Here are the main results:

Puppet Master Stack / Catalog compiled per Seconds

And, here is the failure rate:

Puppet Master Stack / Failure rate

First notice that some of the stack exhibited failures at high concurrency. The errors I could observe were clients timeouts., even tough I configured a large client side timeout (around 10 minutes). This is what happens when too many clients connect at the same time. Everything slows down until the client times out.


In this graph, I plotted the min, average, median and max time of compilation for a concurrency of 16 clients.

Puppet Master Stack / fairness

Of course, the better is when min and max are almost the same.

Digging into the number of workers

For the stacks that supports a configurable number of workers (mongrel and passenger), I wanted to check what impact it could have. I strongly believe that there’s no reason to use a large number (compared to I/O bound workloads).

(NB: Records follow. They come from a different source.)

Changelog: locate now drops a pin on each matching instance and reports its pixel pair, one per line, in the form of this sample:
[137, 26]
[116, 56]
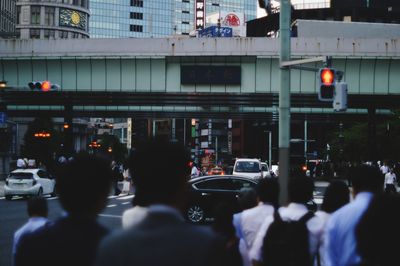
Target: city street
[13, 215]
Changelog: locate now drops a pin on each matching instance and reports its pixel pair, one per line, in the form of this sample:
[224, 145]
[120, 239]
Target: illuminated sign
[217, 75]
[200, 14]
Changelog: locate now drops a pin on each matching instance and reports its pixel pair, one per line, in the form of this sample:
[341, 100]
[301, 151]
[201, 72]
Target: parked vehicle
[206, 192]
[250, 168]
[29, 182]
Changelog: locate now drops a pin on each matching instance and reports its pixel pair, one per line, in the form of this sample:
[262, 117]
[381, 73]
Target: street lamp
[3, 83]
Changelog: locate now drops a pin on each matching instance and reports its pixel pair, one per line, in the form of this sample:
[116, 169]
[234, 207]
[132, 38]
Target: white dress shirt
[33, 224]
[390, 178]
[252, 219]
[293, 212]
[133, 216]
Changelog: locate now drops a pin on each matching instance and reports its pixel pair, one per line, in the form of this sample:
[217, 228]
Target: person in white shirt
[37, 211]
[300, 190]
[390, 179]
[384, 168]
[252, 219]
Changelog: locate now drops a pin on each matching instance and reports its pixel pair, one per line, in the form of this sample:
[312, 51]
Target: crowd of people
[154, 232]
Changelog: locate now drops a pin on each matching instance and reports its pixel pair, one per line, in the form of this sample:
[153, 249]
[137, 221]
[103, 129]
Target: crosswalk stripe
[125, 197]
[111, 216]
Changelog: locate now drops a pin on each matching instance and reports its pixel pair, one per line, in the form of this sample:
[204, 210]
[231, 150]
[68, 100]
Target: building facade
[53, 19]
[8, 18]
[155, 18]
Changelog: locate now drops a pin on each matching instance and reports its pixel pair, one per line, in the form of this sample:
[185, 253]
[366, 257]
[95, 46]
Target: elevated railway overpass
[143, 77]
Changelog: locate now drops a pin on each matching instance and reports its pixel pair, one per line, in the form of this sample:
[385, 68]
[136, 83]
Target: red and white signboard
[200, 15]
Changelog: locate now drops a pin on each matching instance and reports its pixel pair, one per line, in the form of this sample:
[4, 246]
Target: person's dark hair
[377, 232]
[37, 206]
[160, 171]
[300, 189]
[247, 198]
[84, 184]
[366, 178]
[223, 216]
[336, 195]
[268, 190]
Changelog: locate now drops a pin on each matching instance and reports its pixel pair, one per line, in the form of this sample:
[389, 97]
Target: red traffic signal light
[327, 81]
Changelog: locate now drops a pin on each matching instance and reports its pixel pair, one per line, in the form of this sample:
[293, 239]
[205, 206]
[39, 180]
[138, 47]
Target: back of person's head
[366, 178]
[377, 232]
[247, 198]
[300, 189]
[160, 172]
[336, 195]
[223, 216]
[268, 190]
[37, 206]
[84, 184]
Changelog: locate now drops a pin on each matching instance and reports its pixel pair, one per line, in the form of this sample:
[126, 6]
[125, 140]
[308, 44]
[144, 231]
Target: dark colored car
[206, 192]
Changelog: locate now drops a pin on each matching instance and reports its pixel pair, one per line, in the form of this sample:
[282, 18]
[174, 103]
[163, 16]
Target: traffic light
[327, 82]
[340, 97]
[43, 86]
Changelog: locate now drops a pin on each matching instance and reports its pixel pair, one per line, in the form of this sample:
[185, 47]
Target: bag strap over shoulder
[306, 217]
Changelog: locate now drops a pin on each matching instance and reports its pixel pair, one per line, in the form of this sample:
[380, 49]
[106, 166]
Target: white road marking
[111, 216]
[125, 197]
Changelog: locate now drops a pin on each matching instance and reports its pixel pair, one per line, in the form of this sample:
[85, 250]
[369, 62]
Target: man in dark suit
[161, 171]
[83, 185]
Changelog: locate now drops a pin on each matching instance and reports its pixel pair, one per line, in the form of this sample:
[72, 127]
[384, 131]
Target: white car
[250, 168]
[29, 182]
[265, 170]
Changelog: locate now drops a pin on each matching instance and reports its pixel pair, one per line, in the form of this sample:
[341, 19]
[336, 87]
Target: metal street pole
[284, 101]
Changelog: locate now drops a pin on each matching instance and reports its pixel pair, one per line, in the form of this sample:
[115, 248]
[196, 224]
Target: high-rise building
[155, 18]
[8, 18]
[56, 19]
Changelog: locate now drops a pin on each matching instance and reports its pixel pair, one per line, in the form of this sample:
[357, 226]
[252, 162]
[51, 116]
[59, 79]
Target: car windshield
[247, 167]
[21, 176]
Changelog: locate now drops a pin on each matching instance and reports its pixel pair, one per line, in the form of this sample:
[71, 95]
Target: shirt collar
[297, 206]
[37, 219]
[165, 209]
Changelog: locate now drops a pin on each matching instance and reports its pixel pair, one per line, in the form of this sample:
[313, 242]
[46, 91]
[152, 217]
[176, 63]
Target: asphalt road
[13, 215]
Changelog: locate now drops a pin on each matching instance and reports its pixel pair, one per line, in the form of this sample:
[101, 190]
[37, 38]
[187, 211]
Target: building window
[138, 3]
[63, 34]
[34, 33]
[35, 15]
[136, 15]
[49, 16]
[136, 28]
[49, 34]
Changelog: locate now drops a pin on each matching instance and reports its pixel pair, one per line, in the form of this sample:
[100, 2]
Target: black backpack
[286, 242]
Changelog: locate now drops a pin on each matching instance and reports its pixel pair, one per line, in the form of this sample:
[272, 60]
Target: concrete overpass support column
[68, 131]
[372, 156]
[284, 102]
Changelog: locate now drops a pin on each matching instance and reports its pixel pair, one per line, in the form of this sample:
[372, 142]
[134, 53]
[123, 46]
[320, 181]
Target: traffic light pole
[284, 101]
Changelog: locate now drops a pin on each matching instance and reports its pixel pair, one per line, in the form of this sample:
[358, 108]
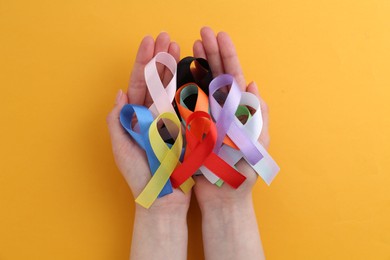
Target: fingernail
[118, 96]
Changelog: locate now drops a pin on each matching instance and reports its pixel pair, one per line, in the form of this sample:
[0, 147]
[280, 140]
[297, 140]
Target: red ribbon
[199, 151]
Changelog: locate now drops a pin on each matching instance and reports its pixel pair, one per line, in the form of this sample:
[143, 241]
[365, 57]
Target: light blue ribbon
[145, 118]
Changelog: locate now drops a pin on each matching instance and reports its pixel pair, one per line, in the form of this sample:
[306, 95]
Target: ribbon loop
[200, 152]
[266, 168]
[226, 120]
[145, 119]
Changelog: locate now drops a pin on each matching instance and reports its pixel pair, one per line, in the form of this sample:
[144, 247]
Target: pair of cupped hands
[219, 51]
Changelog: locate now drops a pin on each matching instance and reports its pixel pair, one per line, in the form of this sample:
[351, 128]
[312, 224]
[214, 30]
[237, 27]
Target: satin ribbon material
[200, 73]
[163, 96]
[227, 122]
[200, 152]
[199, 103]
[145, 119]
[266, 168]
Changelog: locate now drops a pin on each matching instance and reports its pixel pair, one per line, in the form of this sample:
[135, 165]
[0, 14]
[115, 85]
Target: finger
[161, 45]
[117, 133]
[174, 50]
[137, 86]
[264, 135]
[211, 48]
[229, 58]
[198, 50]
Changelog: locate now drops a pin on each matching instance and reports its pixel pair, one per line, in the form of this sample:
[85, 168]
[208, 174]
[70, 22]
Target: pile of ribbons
[197, 124]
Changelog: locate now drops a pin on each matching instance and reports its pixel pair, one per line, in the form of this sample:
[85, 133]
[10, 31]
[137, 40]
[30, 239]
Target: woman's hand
[129, 157]
[222, 57]
[229, 222]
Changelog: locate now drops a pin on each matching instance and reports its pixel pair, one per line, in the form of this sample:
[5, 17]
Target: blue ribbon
[145, 118]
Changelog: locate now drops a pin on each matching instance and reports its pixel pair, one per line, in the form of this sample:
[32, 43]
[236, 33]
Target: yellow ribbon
[168, 157]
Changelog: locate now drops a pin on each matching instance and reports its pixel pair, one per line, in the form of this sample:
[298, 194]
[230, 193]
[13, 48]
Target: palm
[130, 158]
[221, 55]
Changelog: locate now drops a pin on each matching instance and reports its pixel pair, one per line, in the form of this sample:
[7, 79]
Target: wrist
[226, 205]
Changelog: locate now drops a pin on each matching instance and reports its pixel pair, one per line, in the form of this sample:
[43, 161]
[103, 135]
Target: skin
[229, 224]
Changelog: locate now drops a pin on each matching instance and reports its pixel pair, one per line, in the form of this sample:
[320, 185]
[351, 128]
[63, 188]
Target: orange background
[322, 66]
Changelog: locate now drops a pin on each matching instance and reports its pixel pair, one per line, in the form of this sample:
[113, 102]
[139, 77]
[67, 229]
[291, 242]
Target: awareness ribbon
[199, 74]
[266, 168]
[163, 96]
[185, 109]
[200, 152]
[159, 185]
[226, 120]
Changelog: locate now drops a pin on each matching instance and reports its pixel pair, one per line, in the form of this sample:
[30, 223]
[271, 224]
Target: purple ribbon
[226, 120]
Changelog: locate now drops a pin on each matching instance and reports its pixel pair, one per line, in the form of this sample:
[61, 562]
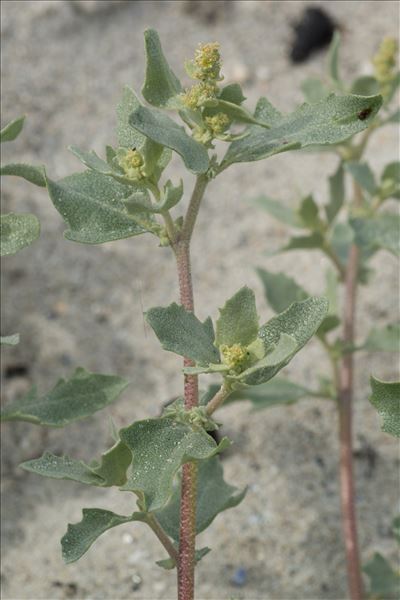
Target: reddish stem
[345, 399]
[187, 534]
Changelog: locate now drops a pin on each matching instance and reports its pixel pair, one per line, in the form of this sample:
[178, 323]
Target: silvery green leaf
[161, 84]
[127, 136]
[110, 471]
[159, 448]
[278, 391]
[333, 60]
[384, 580]
[283, 336]
[232, 93]
[171, 196]
[384, 339]
[62, 467]
[162, 129]
[278, 356]
[314, 90]
[314, 240]
[9, 340]
[238, 320]
[214, 496]
[380, 232]
[17, 231]
[326, 122]
[362, 173]
[390, 181]
[386, 399]
[281, 290]
[93, 207]
[12, 130]
[336, 194]
[280, 211]
[91, 160]
[80, 536]
[76, 398]
[366, 85]
[180, 331]
[35, 175]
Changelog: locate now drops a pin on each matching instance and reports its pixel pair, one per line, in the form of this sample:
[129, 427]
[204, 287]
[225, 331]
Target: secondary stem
[345, 401]
[187, 534]
[162, 536]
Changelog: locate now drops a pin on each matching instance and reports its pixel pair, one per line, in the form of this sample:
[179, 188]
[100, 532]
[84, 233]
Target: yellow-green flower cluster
[385, 62]
[218, 123]
[207, 62]
[132, 163]
[235, 357]
[198, 94]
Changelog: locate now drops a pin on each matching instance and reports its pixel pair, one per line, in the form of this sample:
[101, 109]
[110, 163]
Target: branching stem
[162, 536]
[345, 401]
[187, 534]
[218, 399]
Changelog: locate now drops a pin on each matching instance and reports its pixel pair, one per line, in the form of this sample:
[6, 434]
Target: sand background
[82, 305]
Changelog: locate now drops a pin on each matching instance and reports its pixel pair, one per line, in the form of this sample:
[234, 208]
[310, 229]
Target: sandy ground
[82, 305]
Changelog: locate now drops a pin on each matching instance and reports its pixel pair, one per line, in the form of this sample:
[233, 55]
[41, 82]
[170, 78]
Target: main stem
[345, 402]
[187, 534]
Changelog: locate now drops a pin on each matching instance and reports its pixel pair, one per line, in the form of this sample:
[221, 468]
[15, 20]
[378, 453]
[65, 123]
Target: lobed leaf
[278, 391]
[386, 399]
[9, 340]
[232, 93]
[17, 231]
[280, 290]
[93, 207]
[35, 175]
[385, 339]
[327, 122]
[214, 496]
[171, 196]
[110, 471]
[70, 400]
[279, 211]
[162, 129]
[80, 536]
[362, 173]
[159, 448]
[161, 84]
[12, 130]
[381, 232]
[180, 331]
[314, 90]
[366, 85]
[333, 59]
[238, 320]
[309, 213]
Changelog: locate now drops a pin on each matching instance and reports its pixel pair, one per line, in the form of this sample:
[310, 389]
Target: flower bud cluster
[235, 357]
[131, 162]
[385, 62]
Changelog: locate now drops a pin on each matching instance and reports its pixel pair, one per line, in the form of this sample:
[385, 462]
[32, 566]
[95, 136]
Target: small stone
[239, 577]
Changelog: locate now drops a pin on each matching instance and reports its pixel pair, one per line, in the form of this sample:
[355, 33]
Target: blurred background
[64, 64]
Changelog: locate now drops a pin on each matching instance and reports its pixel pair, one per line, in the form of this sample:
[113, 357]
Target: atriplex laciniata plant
[171, 462]
[349, 230]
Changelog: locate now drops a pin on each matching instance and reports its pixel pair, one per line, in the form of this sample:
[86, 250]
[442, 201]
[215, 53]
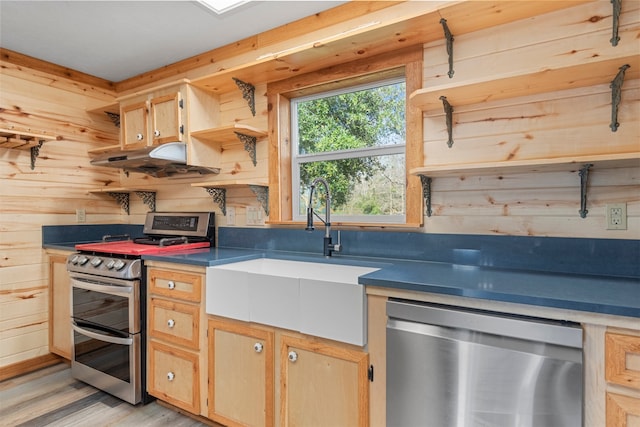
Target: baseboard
[26, 366]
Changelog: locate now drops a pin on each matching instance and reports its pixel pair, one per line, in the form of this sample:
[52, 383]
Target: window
[306, 141]
[355, 139]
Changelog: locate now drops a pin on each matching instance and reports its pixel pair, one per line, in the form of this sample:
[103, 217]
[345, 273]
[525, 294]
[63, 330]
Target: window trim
[407, 62]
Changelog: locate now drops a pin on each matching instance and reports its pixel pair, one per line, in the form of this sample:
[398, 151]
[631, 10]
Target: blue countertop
[589, 293]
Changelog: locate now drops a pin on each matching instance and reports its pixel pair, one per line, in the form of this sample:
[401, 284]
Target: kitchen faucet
[328, 246]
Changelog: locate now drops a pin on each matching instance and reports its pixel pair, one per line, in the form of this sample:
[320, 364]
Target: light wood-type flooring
[51, 397]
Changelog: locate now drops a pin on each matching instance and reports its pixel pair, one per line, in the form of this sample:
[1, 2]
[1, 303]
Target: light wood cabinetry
[322, 384]
[312, 381]
[175, 336]
[622, 368]
[60, 342]
[241, 374]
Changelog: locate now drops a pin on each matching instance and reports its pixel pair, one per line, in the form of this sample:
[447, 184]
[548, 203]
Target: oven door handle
[104, 288]
[100, 337]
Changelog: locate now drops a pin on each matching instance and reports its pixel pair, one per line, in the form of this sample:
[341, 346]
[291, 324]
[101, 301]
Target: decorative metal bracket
[262, 194]
[248, 93]
[149, 199]
[449, 37]
[584, 178]
[219, 197]
[249, 145]
[617, 7]
[115, 118]
[426, 192]
[448, 110]
[35, 152]
[122, 199]
[616, 95]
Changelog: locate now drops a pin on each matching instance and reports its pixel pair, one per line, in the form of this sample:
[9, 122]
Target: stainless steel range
[108, 291]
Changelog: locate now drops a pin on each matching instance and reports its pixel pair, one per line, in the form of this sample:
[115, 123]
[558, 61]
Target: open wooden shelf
[534, 165]
[499, 87]
[227, 134]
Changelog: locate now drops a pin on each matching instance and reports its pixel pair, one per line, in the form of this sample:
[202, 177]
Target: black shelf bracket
[248, 93]
[426, 192]
[249, 145]
[149, 199]
[449, 37]
[122, 199]
[219, 196]
[617, 7]
[584, 179]
[35, 152]
[616, 96]
[448, 111]
[262, 194]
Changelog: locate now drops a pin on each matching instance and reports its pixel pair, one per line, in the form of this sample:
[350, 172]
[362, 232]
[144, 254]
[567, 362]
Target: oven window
[111, 359]
[108, 310]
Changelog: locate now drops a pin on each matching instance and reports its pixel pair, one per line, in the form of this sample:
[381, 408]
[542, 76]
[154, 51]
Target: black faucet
[329, 247]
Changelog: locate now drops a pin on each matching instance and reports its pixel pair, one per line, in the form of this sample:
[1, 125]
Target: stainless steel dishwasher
[451, 367]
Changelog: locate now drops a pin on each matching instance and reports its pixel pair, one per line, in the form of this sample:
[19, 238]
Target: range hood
[159, 161]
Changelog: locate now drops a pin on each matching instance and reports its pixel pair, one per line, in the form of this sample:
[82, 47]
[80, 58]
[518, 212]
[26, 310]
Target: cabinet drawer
[173, 376]
[622, 359]
[174, 322]
[175, 284]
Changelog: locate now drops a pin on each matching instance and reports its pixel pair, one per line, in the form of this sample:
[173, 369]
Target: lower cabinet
[59, 305]
[319, 382]
[622, 368]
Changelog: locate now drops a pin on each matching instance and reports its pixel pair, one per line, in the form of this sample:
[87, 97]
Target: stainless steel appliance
[108, 295]
[451, 367]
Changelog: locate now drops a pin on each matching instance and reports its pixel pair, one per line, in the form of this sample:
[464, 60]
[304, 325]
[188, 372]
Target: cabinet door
[166, 118]
[240, 374]
[173, 376]
[59, 307]
[322, 385]
[133, 122]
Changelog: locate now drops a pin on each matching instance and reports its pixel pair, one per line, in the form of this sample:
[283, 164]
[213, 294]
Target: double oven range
[108, 300]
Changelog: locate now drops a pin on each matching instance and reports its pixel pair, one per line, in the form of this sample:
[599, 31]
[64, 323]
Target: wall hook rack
[248, 93]
[426, 192]
[449, 37]
[616, 96]
[584, 178]
[448, 111]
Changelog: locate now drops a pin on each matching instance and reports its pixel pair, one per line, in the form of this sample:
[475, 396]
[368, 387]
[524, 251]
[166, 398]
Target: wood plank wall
[541, 204]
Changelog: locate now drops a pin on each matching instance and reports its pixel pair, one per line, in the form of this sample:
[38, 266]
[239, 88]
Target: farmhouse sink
[319, 299]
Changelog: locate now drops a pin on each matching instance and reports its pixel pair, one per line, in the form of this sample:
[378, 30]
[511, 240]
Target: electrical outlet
[231, 216]
[81, 215]
[616, 216]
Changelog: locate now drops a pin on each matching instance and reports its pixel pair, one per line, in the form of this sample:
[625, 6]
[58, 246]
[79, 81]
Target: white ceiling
[116, 40]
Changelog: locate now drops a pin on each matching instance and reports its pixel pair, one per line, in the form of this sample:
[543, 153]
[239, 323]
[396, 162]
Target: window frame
[406, 62]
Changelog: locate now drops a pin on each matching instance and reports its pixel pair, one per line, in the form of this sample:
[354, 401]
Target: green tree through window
[355, 139]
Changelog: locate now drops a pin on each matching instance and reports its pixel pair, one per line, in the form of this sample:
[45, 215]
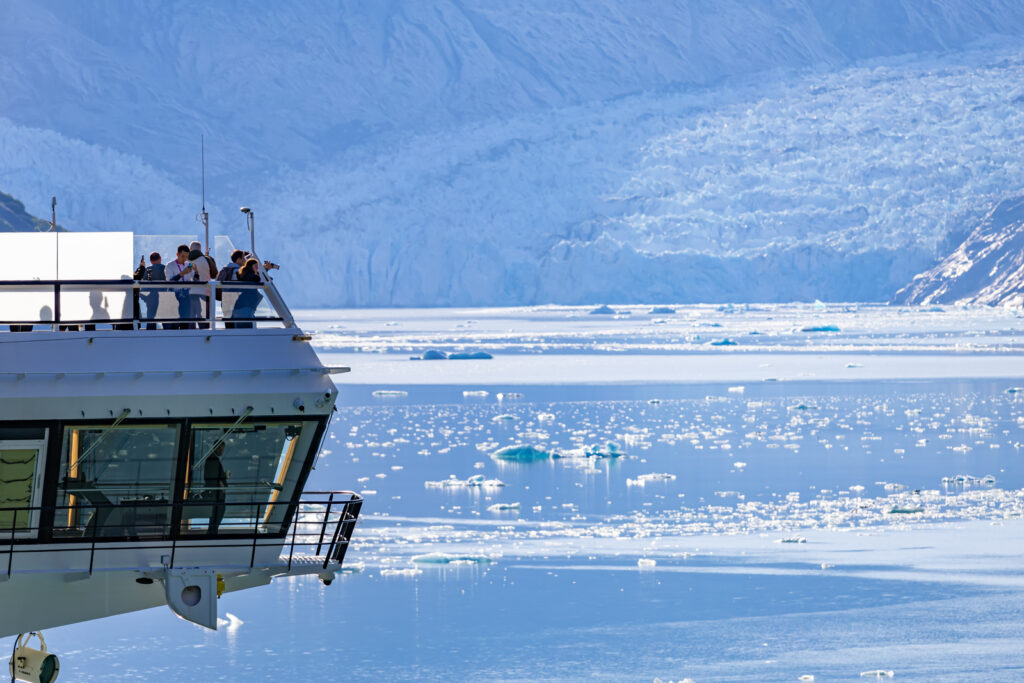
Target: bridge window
[241, 479]
[116, 481]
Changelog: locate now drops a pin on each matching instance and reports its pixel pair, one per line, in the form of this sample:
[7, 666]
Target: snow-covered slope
[987, 268]
[476, 152]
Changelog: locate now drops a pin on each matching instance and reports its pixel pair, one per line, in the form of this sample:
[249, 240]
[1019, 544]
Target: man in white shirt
[179, 270]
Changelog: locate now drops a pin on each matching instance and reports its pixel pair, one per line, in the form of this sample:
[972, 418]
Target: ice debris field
[613, 497]
[875, 446]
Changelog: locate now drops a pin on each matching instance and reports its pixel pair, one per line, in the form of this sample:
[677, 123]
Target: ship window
[20, 484]
[116, 481]
[241, 479]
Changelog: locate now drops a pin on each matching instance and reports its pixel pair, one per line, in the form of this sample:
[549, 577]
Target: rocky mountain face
[987, 267]
[519, 152]
[13, 217]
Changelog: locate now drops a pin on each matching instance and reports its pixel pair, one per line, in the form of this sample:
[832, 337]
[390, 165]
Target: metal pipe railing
[49, 298]
[302, 525]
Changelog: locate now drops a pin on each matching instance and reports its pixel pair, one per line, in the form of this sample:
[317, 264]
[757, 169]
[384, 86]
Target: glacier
[478, 154]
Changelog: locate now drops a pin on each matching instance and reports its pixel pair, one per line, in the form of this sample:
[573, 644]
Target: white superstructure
[141, 467]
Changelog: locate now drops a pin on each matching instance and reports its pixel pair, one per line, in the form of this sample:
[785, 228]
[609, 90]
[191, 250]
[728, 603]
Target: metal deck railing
[88, 535]
[124, 304]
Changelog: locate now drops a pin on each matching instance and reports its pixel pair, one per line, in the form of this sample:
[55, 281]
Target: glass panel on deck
[241, 479]
[17, 472]
[116, 482]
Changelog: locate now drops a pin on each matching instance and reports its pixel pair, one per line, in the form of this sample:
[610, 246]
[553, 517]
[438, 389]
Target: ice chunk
[643, 479]
[468, 355]
[522, 454]
[408, 571]
[445, 558]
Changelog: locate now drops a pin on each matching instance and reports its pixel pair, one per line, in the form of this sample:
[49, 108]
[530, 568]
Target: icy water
[826, 503]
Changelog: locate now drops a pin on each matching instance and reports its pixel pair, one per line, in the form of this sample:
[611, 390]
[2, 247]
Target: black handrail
[303, 519]
[137, 289]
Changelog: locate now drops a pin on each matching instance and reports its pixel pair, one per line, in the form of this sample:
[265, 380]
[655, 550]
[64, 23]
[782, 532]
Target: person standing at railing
[229, 297]
[155, 271]
[245, 307]
[179, 270]
[205, 269]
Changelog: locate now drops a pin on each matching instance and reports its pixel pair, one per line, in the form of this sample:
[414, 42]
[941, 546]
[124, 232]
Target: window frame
[52, 453]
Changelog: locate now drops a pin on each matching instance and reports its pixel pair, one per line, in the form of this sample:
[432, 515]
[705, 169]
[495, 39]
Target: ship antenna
[53, 226]
[204, 214]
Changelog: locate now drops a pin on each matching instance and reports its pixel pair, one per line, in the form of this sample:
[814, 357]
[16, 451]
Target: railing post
[10, 550]
[295, 526]
[252, 558]
[211, 311]
[327, 516]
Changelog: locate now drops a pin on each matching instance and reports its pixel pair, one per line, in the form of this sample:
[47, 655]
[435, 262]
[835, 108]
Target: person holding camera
[180, 270]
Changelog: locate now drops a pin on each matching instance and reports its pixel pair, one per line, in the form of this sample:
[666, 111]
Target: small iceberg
[644, 479]
[408, 571]
[445, 558]
[523, 454]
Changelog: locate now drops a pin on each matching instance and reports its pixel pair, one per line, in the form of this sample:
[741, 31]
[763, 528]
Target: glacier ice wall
[473, 152]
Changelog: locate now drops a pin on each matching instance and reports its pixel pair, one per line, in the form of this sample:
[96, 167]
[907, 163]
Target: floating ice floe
[523, 454]
[408, 571]
[445, 558]
[455, 482]
[644, 479]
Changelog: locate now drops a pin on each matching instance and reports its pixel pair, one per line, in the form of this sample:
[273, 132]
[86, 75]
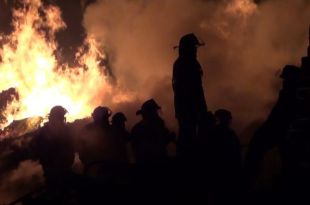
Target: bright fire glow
[28, 63]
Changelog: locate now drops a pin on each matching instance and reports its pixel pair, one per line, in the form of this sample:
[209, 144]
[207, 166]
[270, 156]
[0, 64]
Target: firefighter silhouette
[189, 100]
[149, 137]
[53, 145]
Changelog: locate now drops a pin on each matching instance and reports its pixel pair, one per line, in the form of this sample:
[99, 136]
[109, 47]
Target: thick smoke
[247, 44]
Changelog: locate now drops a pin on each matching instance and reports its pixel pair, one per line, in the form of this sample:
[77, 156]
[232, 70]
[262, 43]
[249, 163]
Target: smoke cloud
[247, 44]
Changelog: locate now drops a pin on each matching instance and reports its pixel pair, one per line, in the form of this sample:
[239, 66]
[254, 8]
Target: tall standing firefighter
[189, 99]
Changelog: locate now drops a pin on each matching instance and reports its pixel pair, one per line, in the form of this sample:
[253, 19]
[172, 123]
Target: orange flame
[29, 64]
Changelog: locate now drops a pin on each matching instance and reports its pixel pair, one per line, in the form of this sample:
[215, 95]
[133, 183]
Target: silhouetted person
[150, 137]
[100, 151]
[54, 147]
[189, 100]
[274, 131]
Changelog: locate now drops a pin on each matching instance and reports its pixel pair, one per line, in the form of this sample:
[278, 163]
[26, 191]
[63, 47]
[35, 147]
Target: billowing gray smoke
[247, 44]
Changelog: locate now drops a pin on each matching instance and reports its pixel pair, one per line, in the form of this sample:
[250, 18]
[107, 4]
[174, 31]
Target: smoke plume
[247, 44]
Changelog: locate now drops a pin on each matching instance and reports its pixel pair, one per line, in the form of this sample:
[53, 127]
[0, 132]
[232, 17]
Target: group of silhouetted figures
[122, 166]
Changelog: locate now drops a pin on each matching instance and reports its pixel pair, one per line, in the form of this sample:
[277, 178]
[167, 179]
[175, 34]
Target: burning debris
[36, 77]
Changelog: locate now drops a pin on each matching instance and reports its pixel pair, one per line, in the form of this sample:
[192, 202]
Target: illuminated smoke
[247, 44]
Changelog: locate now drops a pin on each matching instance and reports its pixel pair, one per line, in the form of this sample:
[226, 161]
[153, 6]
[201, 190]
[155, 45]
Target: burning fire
[28, 63]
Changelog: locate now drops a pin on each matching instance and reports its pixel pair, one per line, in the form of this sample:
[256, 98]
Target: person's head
[101, 115]
[57, 115]
[188, 46]
[223, 117]
[119, 119]
[149, 109]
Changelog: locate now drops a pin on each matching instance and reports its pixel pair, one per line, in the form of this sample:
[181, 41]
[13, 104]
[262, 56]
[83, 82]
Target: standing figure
[53, 146]
[101, 152]
[149, 137]
[189, 100]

Puppet Master Stack / Worker # influence


Beside being fun this project shows why Passenger is still the best stack to run Puppet. JRuby shows some great hopes, but I had to massage the Puppet codebase to make it run (I might publish the patches later).

That’d would be really awesome if we could settle on a corpus of manifests to allow comparing benchmark results between Puppet users. Anyone want to try to fix this?